Abstract
BACKGROUND AND PURPOSE: The World Health Organization has recently placed new emphasis on the integration of genetic information for gliomas. While tissue sampling remains the criterion standard, noninvasive imaging techniques may provide complimentary insight into clinically relevant genetic mutations. Our aim was to train a convolutional neural network to independently predict underlying molecular genetic mutation status in gliomas with high accuracy and identify the most predictive imaging features for each mutation.
MATERIALS AND METHODS: MR imaging data and molecular information were retrospectively obtained from The Cancer Imaging Archives for 259 patients with either low- or high-grade gliomas. A convolutional neural network was trained to classify isocitrate dehydrogenase 1 (IDH1) mutation status, 1p/19q codeletion, and O6-methylguanine-DNA methyltransferase (MGMT) promotor methylation status.
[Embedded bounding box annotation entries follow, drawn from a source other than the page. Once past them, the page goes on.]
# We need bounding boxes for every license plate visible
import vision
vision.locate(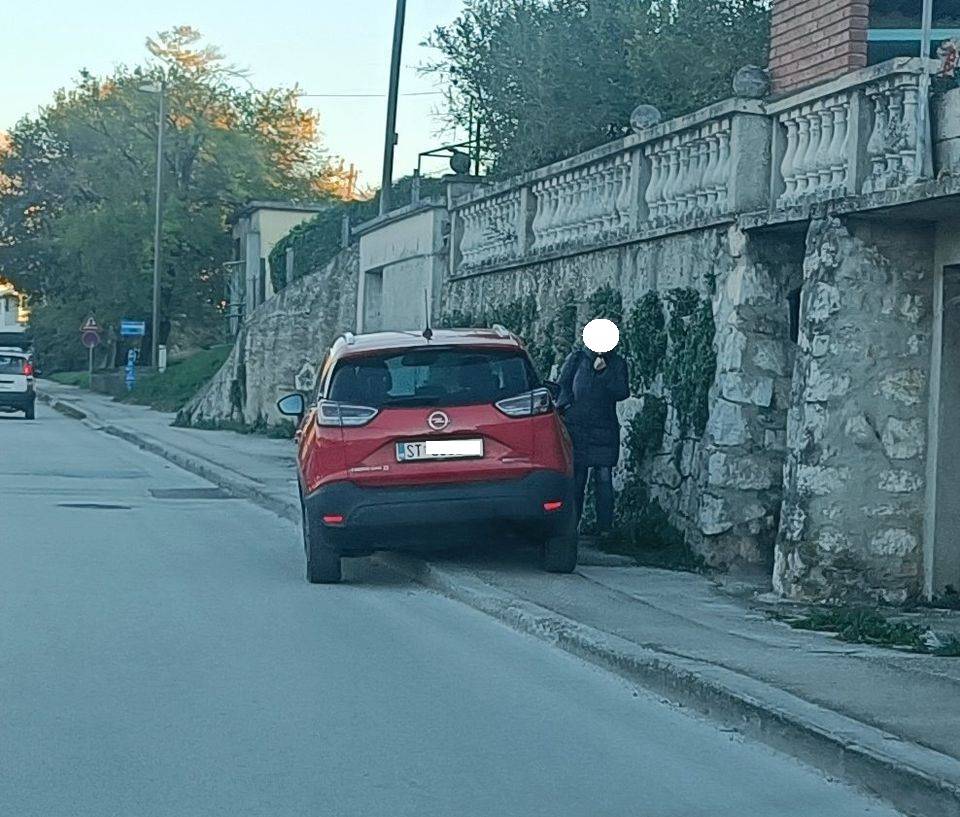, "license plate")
[397,440,483,462]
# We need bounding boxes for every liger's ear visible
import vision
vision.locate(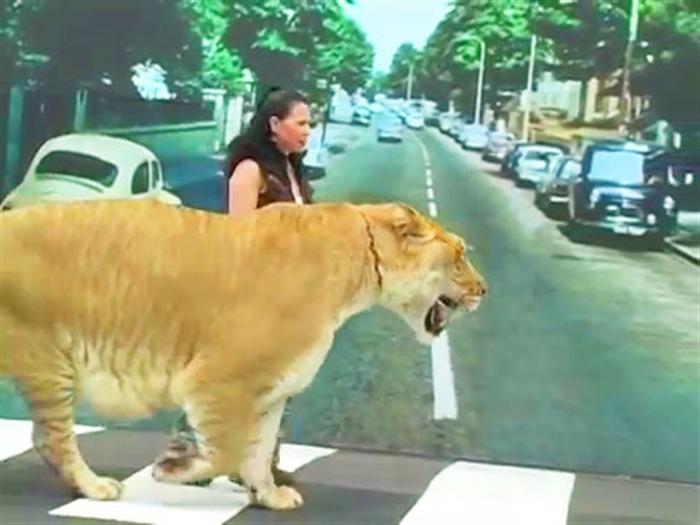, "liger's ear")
[392,204,435,244]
Principal component analysis of the final convolutional neural network layer was used to extract the key imaging features critical for successful classification.
RESULTS: Classification had high accuracy: IDH1 mutation status, 94%; 1p/19q codeletion, 92%; and MGMT promotor methylation status, 83%. Each genetic category was also associated with distinctive imaging features such as definition of tumor margins, T1 and FLAIR suppression, extent of edema, extent of necrosis, and textural features.
CONCLUSIONS: Our results indicate that for The Cancer Imaging Archives dataset, machine-learning approaches allow classification of individual genetic mutations of both low- and high-grade gliomas. We show that relevant MR imaging features acquired from an added dimensionality-reduction technique demonstrate that neural networks are capable of learning key imaging components without prior feature selection or human-directed training.
ABBREVIATIONS:
- CNN
- convolutional neural network
- IDH
- isocitrate dehydrogenase
- MGMT
- O6-methylguanine-DNA methyltransferase
- VASARI
- Visually AcceSAble Rembrandt Images
Footnotes
Disclosures: Peter Chang—RELATED: Grant: National Institutes of Health (National Institute of Biomedical Imaging and Bioengineering) T32 Training Grant, T32EB001631*. Christopher G. Filippi—UNRELATED: Consultancy: KOL Philips Healthcare, Comments: part of a Key Opinion Leaders consortium in which I have advocated for CNNs in advanced imaging including neoplasms; Payment for Lectures Including Service on Speakers Bureaus: Visiting Professor, Comments: In a talk on advanced imaging of tumor, some of the preliminary work was included. Pierre Baldi—RELATED: Grant: National Institutes of Health*; UNRELATED: Royalties: MIT Press, Cambridge University Press, Wiley. Daniel Chow—RELATED: Grant: funding support from Canon Medical Systems USA. *Money paid to the institution.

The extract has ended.